Caminos por recorrer
Educar en las empresas a las personas que están cerca de su jubilación, para vivir plenamente la nueva etapa que se avecina, es un bien social invaluable. Ayudar a las personas a valorarse, a descubrirle el sentido a cada nueva etapa de su vida, a descubrir y valorar sus talentos y ponerlos al servicio de los más jóvenes, es una tarea que exige compromiso y dedicación.
Educar a los más jóvenes sobre el valor de la vejez y sensibilizarlos sobre esta etapa de la vida es la mejor prevención contra el maltrato y para abrirlos a un nuevo modo de ver la realidad de la propia vida. Toda vida es limitada y frágil, por eso, una vida auténtica es una vida que sabe aceptar la realidad y mirar lo que no se puede eludir, es una vida que sabe asumir el límite de la propia finitud como la verdadera posibilidad de una existencia verdaderamente humana. Solo cuando descubro el límite como mi verdadera posibilidad, puedo hacer de la vida algo real.
Ayudar a otros a despertar de una vida inauténtica, de una vida distraída y alienada, solo es posible si damos espacio a otro modo de ver, a otros valores. Muchos viven en una falsa realidad, como lo expresaba el filósofo J. Pieper en 1958:
“Nos referimos a esa pseudorrealidad de los estímulos vacíos, que se origina en la incapacidad para la reflexión, para el silencio, la meditación y el ocio; a la pseudorrealidad que esta incapacidad exige y expande cada vez más, y a los estímulos que sirven a la efímera satisfacción del aburrimiento público y reciben el aplauso y la simpatía de los muchos”.
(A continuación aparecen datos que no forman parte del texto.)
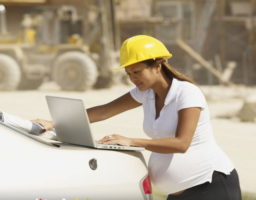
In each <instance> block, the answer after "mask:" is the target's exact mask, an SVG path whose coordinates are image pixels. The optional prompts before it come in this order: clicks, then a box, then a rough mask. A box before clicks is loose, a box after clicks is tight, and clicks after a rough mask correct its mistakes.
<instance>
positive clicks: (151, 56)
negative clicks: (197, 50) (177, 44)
mask: <svg viewBox="0 0 256 200" xmlns="http://www.w3.org/2000/svg"><path fill="white" fill-rule="evenodd" d="M171 57H172V54H171V53H170V52H169V51H168V50H167V48H166V47H165V45H164V44H163V43H162V42H161V41H159V40H157V39H156V38H153V37H150V36H147V35H136V36H133V37H130V38H128V39H127V40H125V41H124V42H123V44H122V46H121V50H120V63H121V65H120V67H118V68H117V69H121V68H124V67H127V66H129V65H132V64H134V63H138V62H141V61H144V60H149V59H156V58H166V59H167V58H171Z"/></svg>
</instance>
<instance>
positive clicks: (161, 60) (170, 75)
mask: <svg viewBox="0 0 256 200" xmlns="http://www.w3.org/2000/svg"><path fill="white" fill-rule="evenodd" d="M141 63H144V64H146V65H147V66H149V67H154V66H156V64H161V65H162V68H161V69H162V71H163V73H164V74H165V76H166V77H168V78H169V79H170V80H172V79H173V78H176V79H178V80H180V81H188V82H190V83H194V82H193V81H192V80H191V79H190V78H188V77H187V76H186V75H185V74H182V73H181V72H179V71H178V70H176V69H175V68H173V67H172V66H171V65H169V63H168V62H167V60H165V59H162V58H158V59H155V60H154V59H149V60H144V61H142V62H141Z"/></svg>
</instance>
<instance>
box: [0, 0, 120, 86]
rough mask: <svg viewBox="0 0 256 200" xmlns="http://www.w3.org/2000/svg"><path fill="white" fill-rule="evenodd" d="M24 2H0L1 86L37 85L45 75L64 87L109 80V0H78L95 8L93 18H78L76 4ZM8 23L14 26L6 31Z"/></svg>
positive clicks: (110, 15)
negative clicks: (11, 30) (85, 27)
mask: <svg viewBox="0 0 256 200" xmlns="http://www.w3.org/2000/svg"><path fill="white" fill-rule="evenodd" d="M1 2H2V1H0V3H1ZM4 2H5V1H4ZM24 2H26V1H11V3H9V4H8V3H5V5H0V34H1V35H0V90H14V89H36V88H38V87H39V86H40V85H41V84H42V82H43V81H44V80H45V79H48V80H49V79H50V80H53V81H55V82H56V83H57V84H58V85H59V86H60V87H61V88H62V89H64V90H80V91H83V90H85V89H88V88H91V87H108V86H110V85H111V83H112V82H113V76H112V71H113V70H112V69H113V67H114V65H115V62H116V53H115V48H114V42H115V41H114V35H113V34H115V33H116V32H115V31H113V23H114V18H113V17H112V15H113V14H114V12H113V10H114V7H113V3H112V1H109V0H107V1H100V0H99V1H93V2H90V1H86V3H85V1H84V2H82V1H80V2H82V4H81V7H82V9H84V11H85V12H88V14H89V10H90V9H91V8H93V9H94V11H93V13H94V17H91V18H92V19H90V16H89V15H86V16H82V17H81V15H79V13H78V9H79V6H77V5H76V6H74V5H70V4H67V5H66V4H63V2H60V1H52V2H47V1H42V0H41V1H32V0H30V1H28V4H26V3H24ZM38 2H39V3H38ZM74 3H76V2H74ZM86 9H87V10H86ZM6 13H8V15H7V16H8V18H10V20H9V21H8V20H6ZM80 13H82V12H81V11H80ZM108 19H111V20H108ZM9 22H10V26H8V25H9ZM85 23H87V30H86V29H85V28H84V26H85ZM11 26H12V27H14V28H16V30H12V31H9V29H8V28H9V27H10V28H11ZM17 27H18V28H17ZM88 27H89V28H90V30H88V29H89V28H88ZM85 31H87V32H86V33H85ZM85 34H86V36H85ZM96 37H97V38H96Z"/></svg>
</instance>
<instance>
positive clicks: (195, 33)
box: [0, 0, 256, 90]
mask: <svg viewBox="0 0 256 200" xmlns="http://www.w3.org/2000/svg"><path fill="white" fill-rule="evenodd" d="M1 3H2V4H3V5H2V6H0V90H12V89H17V88H18V89H35V88H37V87H39V86H40V84H41V83H42V82H43V81H44V80H53V81H55V82H56V83H57V84H58V85H59V86H60V87H61V88H62V89H65V90H85V89H86V88H92V87H94V88H101V87H107V86H110V85H111V83H113V81H115V79H116V78H118V75H120V77H121V79H122V77H123V75H122V74H121V73H118V74H117V73H116V72H115V76H114V75H113V70H112V69H113V68H114V66H115V65H117V64H118V53H117V52H118V50H119V47H120V41H123V40H125V39H126V38H128V37H130V36H133V35H135V34H148V35H152V36H155V37H157V38H158V39H160V40H162V41H163V42H164V43H165V44H166V46H167V47H168V48H169V49H170V51H171V52H172V53H173V54H174V56H173V58H172V59H171V60H170V64H172V65H174V66H176V67H177V68H178V69H179V70H180V71H182V72H184V73H186V74H187V75H189V76H190V77H192V78H193V79H194V80H195V81H196V82H197V83H199V84H220V83H221V84H227V85H232V84H233V83H235V84H246V85H253V84H255V83H256V56H255V51H256V0H184V1H179V0H140V1H137V0H72V1H70V0H12V1H9V0H0V4H1ZM6 16H7V17H6Z"/></svg>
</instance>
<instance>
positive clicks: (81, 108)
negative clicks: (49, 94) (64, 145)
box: [46, 96, 144, 151]
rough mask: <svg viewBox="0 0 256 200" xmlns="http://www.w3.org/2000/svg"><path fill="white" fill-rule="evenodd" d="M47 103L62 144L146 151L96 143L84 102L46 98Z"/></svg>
mask: <svg viewBox="0 0 256 200" xmlns="http://www.w3.org/2000/svg"><path fill="white" fill-rule="evenodd" d="M46 101H47V104H48V107H49V111H50V114H51V116H52V119H53V122H54V126H55V131H56V134H57V137H58V139H59V140H60V141H61V142H64V143H69V144H76V145H81V146H86V147H92V148H99V149H113V150H114V149H116V150H135V151H141V150H144V148H143V147H133V146H122V145H109V144H98V143H96V142H95V140H94V138H93V134H92V131H91V128H90V122H89V119H88V116H87V112H86V108H85V106H84V104H83V101H82V100H80V99H71V98H65V97H55V96H46Z"/></svg>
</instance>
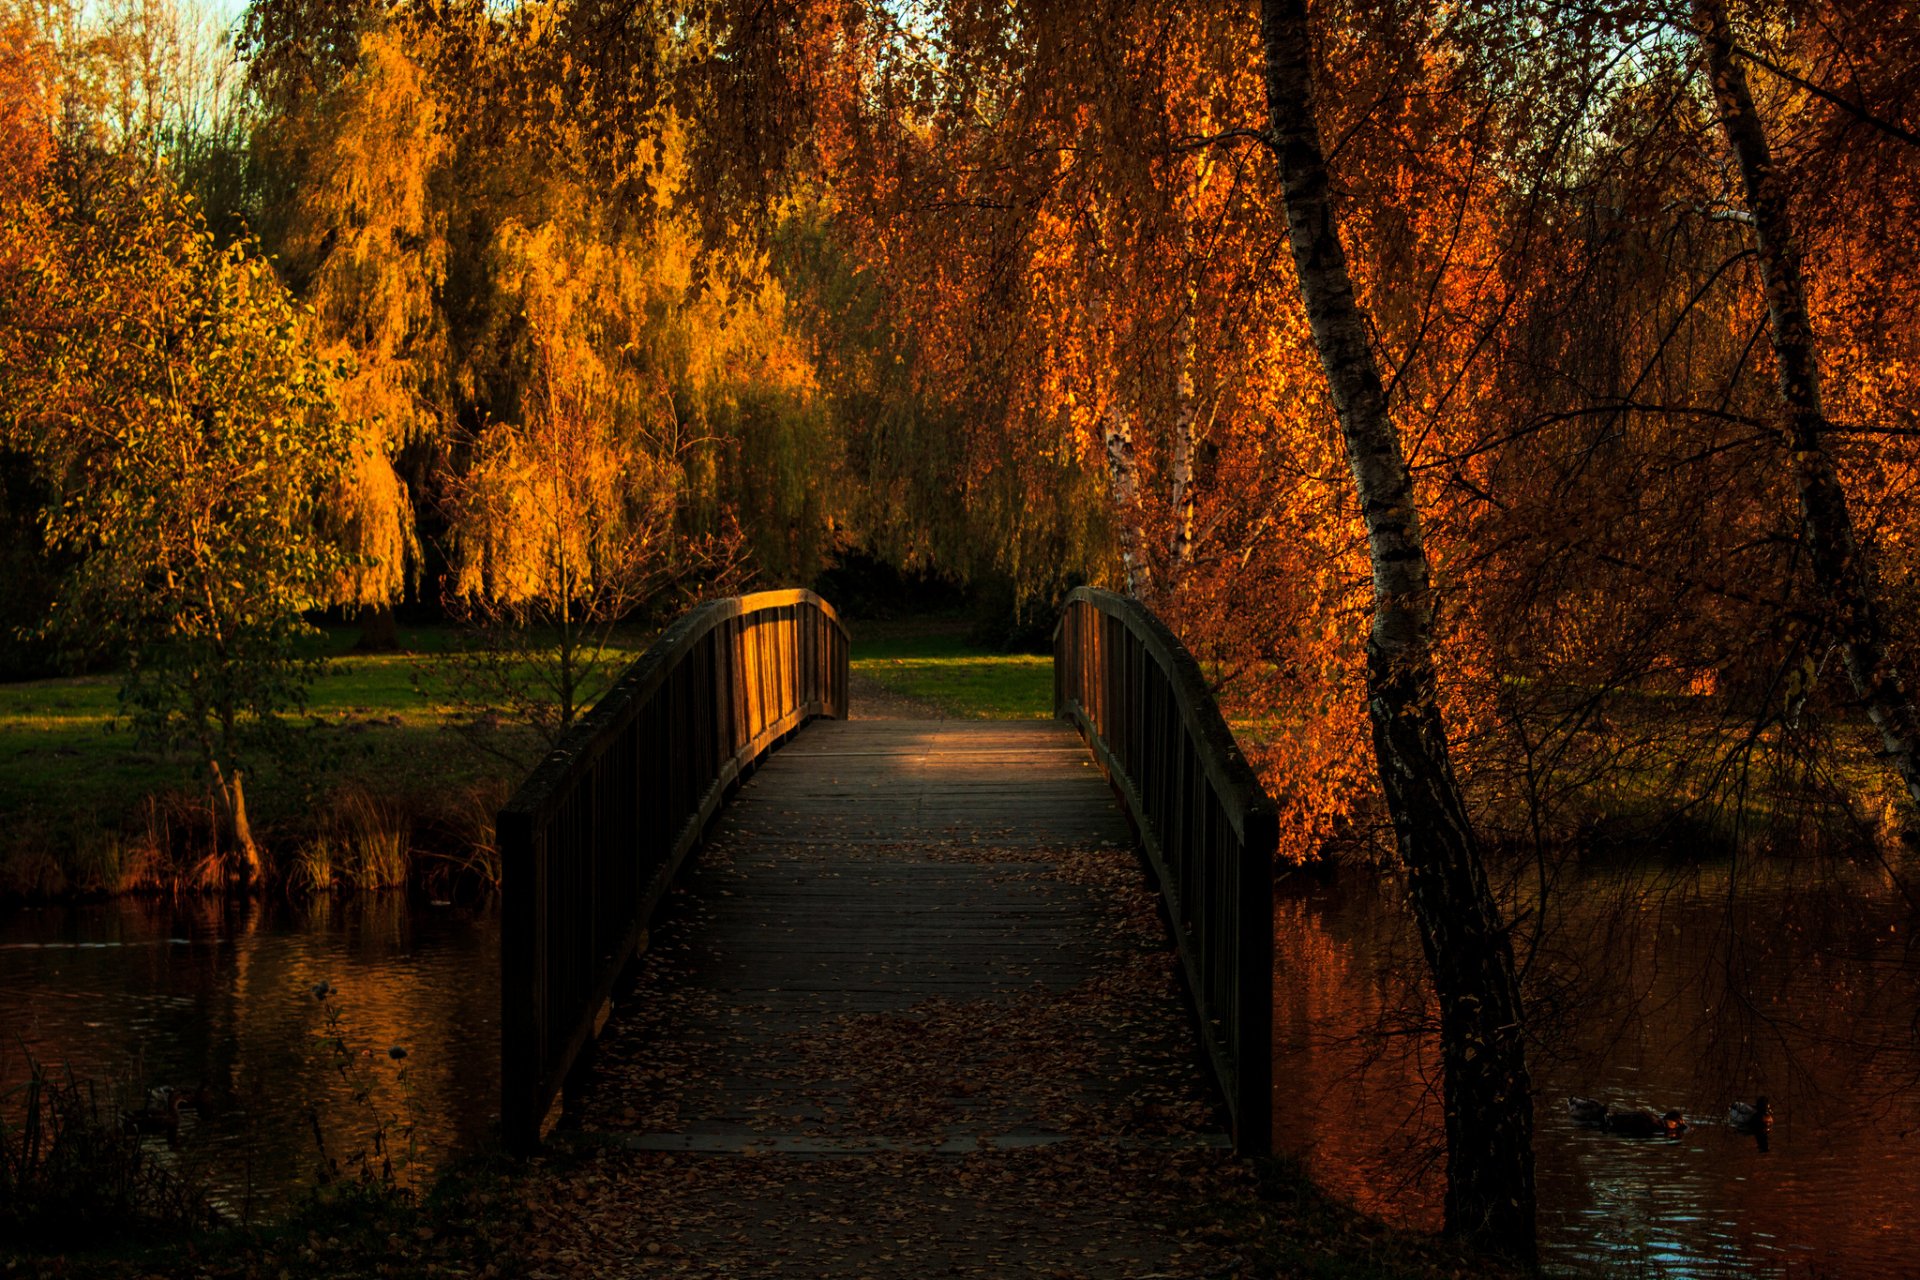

Redescubrir el valor de la reflexión serena, del silencio y del ocio, de la gratuidad, del asombro ante lo cotidiano, es solo posible si educamos en nuevas capacidades, que son muy antiguas, pero demasiado olvidadas en la “cultura del descarte”. Los ancianos tienen mucho que enseñarnos sobre virtudes como la serenidad, la paciencia, la gratitud, la benevolencia, la libertad interior y el amor. ¡Recuperarlos como maestros de la vida es tarea de todos!
El Papa Francisco lo expresó con gran claridad: “Los ancianos son una gran inyección de sabiduría también para toda la sociedad humana: sobre todo para la que está demasiado ocupada, demasiado empeñada, demasiado distraída”.